Sul Corriere della Sera di oggi si parla del graphic design che fu e si intuisce il vuoto…

Sembra proprio che fino ad un certo periodo, metà degli anni 70, le grandi aziende e i grandi marchi italiani dessero molta responsabilità ai progettisti con cui collaboravano, dando loro anche la libertà di sperimentare. E riuscivano spesso a costruire dei codici visivi che divenivano marchi essi stessi.

“Con inguaribile ottimismo si affronta la fila per ammirare il graphic design italiano alla Triennale. Capita così di scoprire che ‘in antico’ i nostri predecessori venivano investiti di responsabilità che noi oggi neanche ci sognamo: progetti per marche come Olivetti, Pirelli, Rinascente, che presentano segni inequivocabili di appartenere ad un design di serie A.

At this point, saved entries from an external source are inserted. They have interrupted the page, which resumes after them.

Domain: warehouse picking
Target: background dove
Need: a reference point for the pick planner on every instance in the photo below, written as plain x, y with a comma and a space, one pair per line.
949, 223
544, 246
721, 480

Che il mondo ci ha invidiato e spesso copiato. Lavori in cui ci si metteva in gioco, come designer e forse soprattutto come aziende. Che bello. A fare un’analisi meno emozionale emerge però un dato preoccupante: i progetti in questione, immortalati da innumerevoli iphone dei molti visitatori, sono per la maggior parte antecedenti al 1975. “Formidabili quegli anni”, viene da dire, peccato che  molti di noi non erano neanche nati,  professionalmente e/o come da anagrafe.

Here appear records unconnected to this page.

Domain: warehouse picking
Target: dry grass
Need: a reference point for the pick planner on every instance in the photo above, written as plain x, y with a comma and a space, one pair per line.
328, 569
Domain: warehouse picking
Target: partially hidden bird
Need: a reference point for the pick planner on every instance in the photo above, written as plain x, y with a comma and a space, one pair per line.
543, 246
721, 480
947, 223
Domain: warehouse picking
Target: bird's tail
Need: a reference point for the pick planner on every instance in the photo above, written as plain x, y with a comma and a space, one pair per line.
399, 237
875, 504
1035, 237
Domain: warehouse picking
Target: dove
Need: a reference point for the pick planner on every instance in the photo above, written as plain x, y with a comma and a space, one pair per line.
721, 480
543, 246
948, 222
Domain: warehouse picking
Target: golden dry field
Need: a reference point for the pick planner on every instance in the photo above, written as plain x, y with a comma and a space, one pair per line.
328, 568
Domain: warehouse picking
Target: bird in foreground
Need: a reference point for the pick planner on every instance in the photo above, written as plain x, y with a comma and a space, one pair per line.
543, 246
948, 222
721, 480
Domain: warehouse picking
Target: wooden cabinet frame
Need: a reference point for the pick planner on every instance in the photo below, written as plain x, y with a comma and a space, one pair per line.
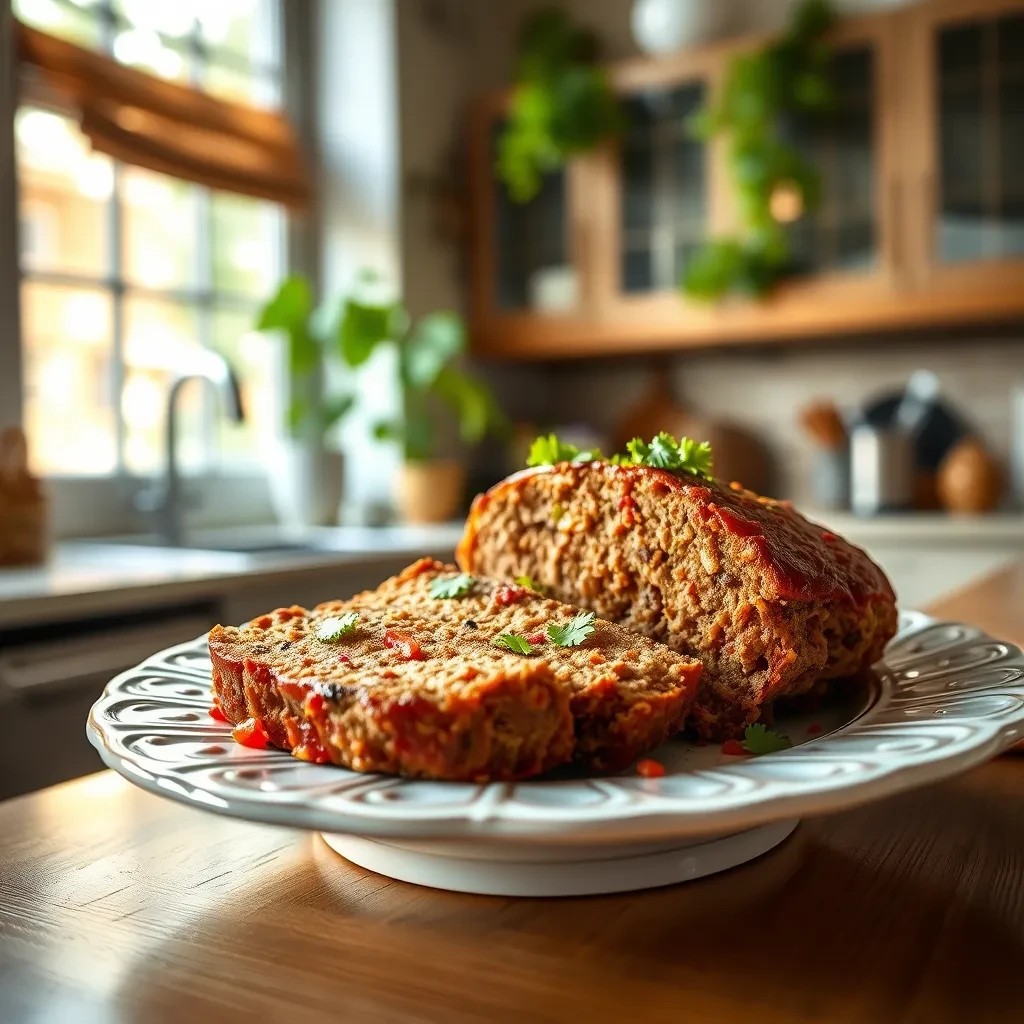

Anche i grandi marchi di prodotti alimentari – che attualmente sfoggiano un packaging che, con le sue zuccherosità nazionalpopolari, più altro lo toglie, l’appetito – quegli stessi marchi ‘a quei tempi’ sapevano a chi affidare il lavoro, invece.”

dall’articolo di Claudia Neri

La riflessione è: colpa nostra, dei graphic designer, o colpa dei committenti? Il mercato è cambiato e anche il progettista è stato ingoiato dalle varie agenzie di pubblicità prima, di comunicazione integrata poi, ma non è nemmeno questa la ragione. La ragione è che adesso non viene lasciato più spazio all’intuizione, all’amore per il lavoro, alla concezione che già fare una cosa bella possa bastare. Tutto è targettizzato, analizzato, sezionato e deve portare al profitto economico, non più ad un profitto emotivo, apparentemente intangibile eppure molto gratificante.

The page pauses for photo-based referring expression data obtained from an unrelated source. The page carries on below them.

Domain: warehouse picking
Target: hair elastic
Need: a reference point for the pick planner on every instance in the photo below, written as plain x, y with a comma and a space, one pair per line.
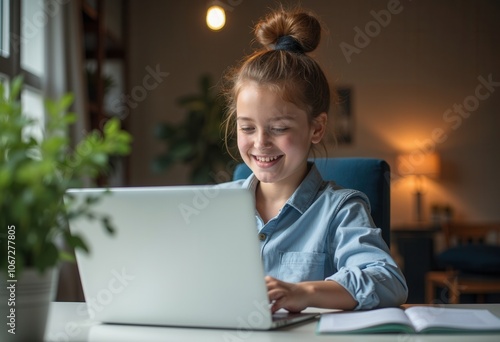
288, 43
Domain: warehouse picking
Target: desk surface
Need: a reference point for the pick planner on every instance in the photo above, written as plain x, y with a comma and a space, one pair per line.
70, 322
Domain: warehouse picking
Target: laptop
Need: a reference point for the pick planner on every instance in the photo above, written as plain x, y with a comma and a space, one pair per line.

Viene da pensare che le aziende non abbiano più il coraggio di affermare la loro unicità e si accontentino di vendere un po’ più dei concorrenti. È saltato quel fattore umano e imprevedibile che rendeva la comunicazione divertente e stimolante.

Com’è che siamo passati da queste pubblicità colorate, eleganti ed ironiche ad una serie di foto tutte uguali, perlopiù con donne scosciate che urlano slogan sgrammaticati?